The discussion above applies equally well to Scala and Clojure. As you can see you have to be really careful when working with lazy sequences. They are very powerful and ubiquitous in functional languages - but "With great power, comes great responsibility". The moment you start playing with possibly infinite entities, you have to be careful.

# `iterate`

If you are more experienced with Clojure or Scala you might be wondering why I haven't used `(iterate f x)` or `Stream.iterate()`. These helper methods are great when you have an infinite stream and when each element can be computed as a function of the previous one. Clearly Cron stream cannot take advantage of this handy tool as it can be finite as shown earlier. But for the sake of being complete, here is a much shorter, but incorrect implementation using `iterate`:

```def infiniteFindTriggerTimes(expr: CronExpression, after: Date) =
Stream.iterate(expr getNextValidTimeAfter after){last =>
expr getNextValidTimeAfter last
}
```
...and Clojure:

```(defn find-trigger-times [expr after]
(iterate
#(. expr getNextValidTimeAfter %)
(. expr getNextValidTimeAfter after)))
```
The idea in both cases is simple: we provide initial element `x` (first argument in Scala, second in Clojure) and a function `f` that transforms previous element to current one. In other words we produce the following stream: `[x, f(x), f(f(x)), f(f(f(x))), ...]`.

Implementations above work until they reach end of stream (if any). So to end with something positive we shall use `iterate` to produce infinite stream of prime numbers (apologize for such a theoretical problem) using naĂŻve `prime?` predicate:

```(defn- divisors [x]
(filter #(zero? (rem x %))
(range 2 (inc (Math/sqrt x)))))
(defn- prime? [x] (empty? (divisors x)))
(defn- next-prime [after]
(loop [x (inc after)]
(if (prime? x)
x
(recur (inc x)))))
(def primes (iterate next-prime 2))
```
I hope both the idea and the implementation are clear.
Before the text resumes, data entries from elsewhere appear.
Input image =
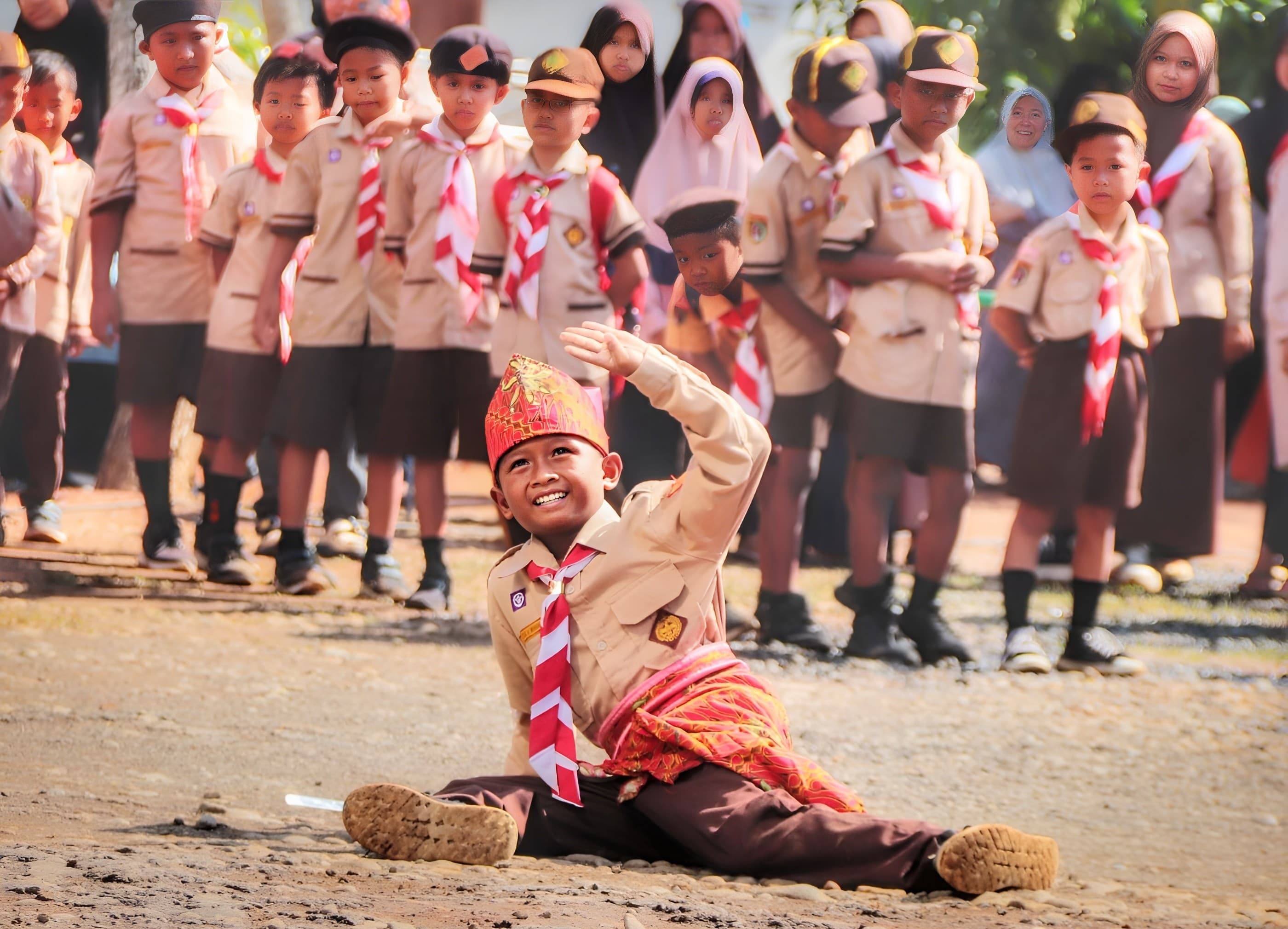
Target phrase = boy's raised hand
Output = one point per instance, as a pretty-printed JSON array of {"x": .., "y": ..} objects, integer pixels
[{"x": 610, "y": 348}]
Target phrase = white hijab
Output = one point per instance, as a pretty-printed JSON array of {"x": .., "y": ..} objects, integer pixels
[
  {"x": 1034, "y": 179},
  {"x": 680, "y": 159}
]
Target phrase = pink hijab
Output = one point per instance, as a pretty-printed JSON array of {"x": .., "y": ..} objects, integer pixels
[{"x": 680, "y": 159}]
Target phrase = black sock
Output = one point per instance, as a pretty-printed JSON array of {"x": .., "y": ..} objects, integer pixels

If a number doesn't have any divisors, it's considered prime. `next-prime` returns subsequent prime number greater than a given value. So `(next-prime 2)` yields `3`, `(next-prime 3)` gives `5` and so on. Using this function we can build `primes` lazy sequence by simply providing first prime number and `next-prime` function.

# Conclusion

Lazy sequences (or streams) are great abstractions, impossible or tedious to represent in imperative languages. They feel like normal lists but they are evaluated only when needed. Both Scala and Clojure have great support for them and they behave similarly. You can map, filter, cut etc. on streams and they never really compute their elements as long as it's not really needed. Moreover they cache already computed values while still being thread-safe. However when dealing with infinity, care must be taken. If you try to innocently count elements of infinite stream or find non-existing item (e.g. `primes.find(_ == 10)`) no one will save you.

1 - `getNextValidTimeAfter()` full implementation is 400 lines long.